Fortement marqué par le néo-prog des années 80s, là où un Marillion avait su, avec force talent, s’affranchir de ses influences adolescentes, Arena nous proposait une musique de grande qualité. Malgré certains tics et tocs inhérents au genre, la bande de Mike Pointer avait su utiliser ses modèles avec suffisamment d’intelligence et de discernement pour éviter qu’ils finissent par s’apparenter à une succession stérile de redites aussi aseptisées que gratuites. Car entendons nous bien : la musique gravée sur ce premier CD n’avait vraiment rien d’un serpent de mer post-néo régressif à la petite semaine. Tout au contraire. « Songs From The Lions Cage » constituait une œuvre de haute volée qui reléguait aisément à des milliers de miles nautiques derrière elle nombre de productions de l’époque. C’est qu’au-delà d’un professionnalisme impressionnant jusque dans ses moindres détails (depuis la prise de son nickel-chrome jusqu’au livret touffu et à la pochette superbe), cet imposant concept album déroulait, durant près d’une heure, un agréable tapis de poésie douce amère, nous présentant des instrumentistes épanouis, parvenus au faîte de leur maturité technique et de leur plénitude créatrice.

Fort d’une emphase symphonique peu commune (My God…. Ecoutez donc un peu ces nappes de mellotron à vous scotcher au plafond !) alliée à une finesse harmonique de tous les instants, les lions d’Arena nous gratifiaient, au fil de leurs rugissements sonores, de crescendos lyriques renversants de puissance, de classe et de facilité (les somptueux épilogues de « Valley Of The Kings » et de « Salomon ») entre lesquels s’intercalaient de courts intermèdes instrumentaux riches en émotion (la quadrilogie « Crying For Help »).
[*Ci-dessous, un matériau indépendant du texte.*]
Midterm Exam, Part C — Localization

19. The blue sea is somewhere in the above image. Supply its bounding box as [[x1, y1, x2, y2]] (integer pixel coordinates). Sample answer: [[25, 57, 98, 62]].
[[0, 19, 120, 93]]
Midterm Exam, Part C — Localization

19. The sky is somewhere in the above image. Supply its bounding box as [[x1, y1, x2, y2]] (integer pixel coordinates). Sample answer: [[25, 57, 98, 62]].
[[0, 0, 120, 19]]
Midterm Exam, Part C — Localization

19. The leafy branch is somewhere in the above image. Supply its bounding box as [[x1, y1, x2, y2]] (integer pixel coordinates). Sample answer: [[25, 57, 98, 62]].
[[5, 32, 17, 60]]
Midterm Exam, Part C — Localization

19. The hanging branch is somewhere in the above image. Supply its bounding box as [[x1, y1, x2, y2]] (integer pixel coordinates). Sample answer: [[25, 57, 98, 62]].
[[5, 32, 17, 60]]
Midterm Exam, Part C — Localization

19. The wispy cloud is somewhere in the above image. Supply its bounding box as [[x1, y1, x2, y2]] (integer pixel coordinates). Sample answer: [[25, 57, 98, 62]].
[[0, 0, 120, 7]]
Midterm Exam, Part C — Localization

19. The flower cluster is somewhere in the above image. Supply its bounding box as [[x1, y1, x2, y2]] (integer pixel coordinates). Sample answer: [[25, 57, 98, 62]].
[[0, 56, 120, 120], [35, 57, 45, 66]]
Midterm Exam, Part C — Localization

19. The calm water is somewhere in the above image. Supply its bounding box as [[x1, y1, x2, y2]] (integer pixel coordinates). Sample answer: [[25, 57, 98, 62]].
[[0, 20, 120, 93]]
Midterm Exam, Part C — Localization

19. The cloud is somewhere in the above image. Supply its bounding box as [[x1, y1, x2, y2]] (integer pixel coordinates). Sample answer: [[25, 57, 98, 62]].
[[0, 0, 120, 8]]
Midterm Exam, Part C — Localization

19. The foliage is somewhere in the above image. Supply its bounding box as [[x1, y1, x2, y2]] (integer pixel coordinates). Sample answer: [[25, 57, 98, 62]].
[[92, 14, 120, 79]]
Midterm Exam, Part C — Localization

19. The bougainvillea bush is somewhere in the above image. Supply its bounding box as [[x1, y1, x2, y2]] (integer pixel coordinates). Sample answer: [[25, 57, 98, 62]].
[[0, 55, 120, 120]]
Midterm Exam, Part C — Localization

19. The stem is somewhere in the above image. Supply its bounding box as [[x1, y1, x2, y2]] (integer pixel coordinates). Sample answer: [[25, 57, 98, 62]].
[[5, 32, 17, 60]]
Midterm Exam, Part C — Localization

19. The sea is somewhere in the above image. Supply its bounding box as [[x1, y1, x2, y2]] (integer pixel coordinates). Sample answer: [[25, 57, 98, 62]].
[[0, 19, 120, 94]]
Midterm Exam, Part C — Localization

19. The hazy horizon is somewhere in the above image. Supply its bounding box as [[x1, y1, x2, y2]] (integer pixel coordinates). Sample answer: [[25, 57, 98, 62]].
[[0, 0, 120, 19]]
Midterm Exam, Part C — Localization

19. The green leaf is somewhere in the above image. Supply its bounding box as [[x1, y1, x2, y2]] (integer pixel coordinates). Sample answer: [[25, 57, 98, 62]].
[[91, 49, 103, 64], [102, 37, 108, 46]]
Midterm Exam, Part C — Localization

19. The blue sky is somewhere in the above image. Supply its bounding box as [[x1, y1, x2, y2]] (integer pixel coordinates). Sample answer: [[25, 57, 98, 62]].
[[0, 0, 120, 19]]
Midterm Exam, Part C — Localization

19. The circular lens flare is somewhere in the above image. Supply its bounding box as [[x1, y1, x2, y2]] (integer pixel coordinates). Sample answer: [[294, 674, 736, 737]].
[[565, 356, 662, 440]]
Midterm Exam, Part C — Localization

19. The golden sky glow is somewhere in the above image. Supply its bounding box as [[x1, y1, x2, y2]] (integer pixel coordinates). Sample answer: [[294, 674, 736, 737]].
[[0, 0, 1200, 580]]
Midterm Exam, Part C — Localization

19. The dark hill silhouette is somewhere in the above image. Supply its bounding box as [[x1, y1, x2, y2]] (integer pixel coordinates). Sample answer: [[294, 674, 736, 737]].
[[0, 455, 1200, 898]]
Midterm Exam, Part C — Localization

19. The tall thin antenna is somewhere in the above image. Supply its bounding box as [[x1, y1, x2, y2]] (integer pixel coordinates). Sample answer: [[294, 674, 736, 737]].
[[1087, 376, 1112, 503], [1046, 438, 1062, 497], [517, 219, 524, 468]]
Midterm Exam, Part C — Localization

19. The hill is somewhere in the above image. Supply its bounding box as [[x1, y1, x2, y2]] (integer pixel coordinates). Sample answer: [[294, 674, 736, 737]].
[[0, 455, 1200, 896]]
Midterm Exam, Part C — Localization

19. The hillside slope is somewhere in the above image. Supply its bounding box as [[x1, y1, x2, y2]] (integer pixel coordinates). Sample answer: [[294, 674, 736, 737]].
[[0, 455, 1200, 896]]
Outre le rôle déterminant joué par un Clive Nolan qui, derrière son impressionnante panoplie de synthés, faisait péter la baraque, on ne pouvait que saluer avec satisfaction le retour au premier plan d’un Mike Pointer agréablement efficace et volubile et l’excellente prestation d’un Keith Moore aussi à l’aise dans les riffs telluriques (les premières mesures de « Out Of The Wilderness ») que dans les soli ciselés (le final gilmourien de « Midas Vision ») ou les broderies acoustiques (le raffiné « Crying For Help – Part One »).

Cet opus faisait en définitive clairement figure de superbe (pour ne pas dire somptueux) exercice de style neo progressif, libéré en partie des règles et contraintes inhérentes à ce genre musical. La suite de sa carrière nous montra, au demeurant, un groupe qui, de la même manière qu’un Picasso avait su transcender ses premières influences impressionnistes ou un Rimbaud se libérer peu à peu du moule baudelairien, rapidement affranchi de toute tutelle pesante et ayant forgé sa propre personnalité. Extra !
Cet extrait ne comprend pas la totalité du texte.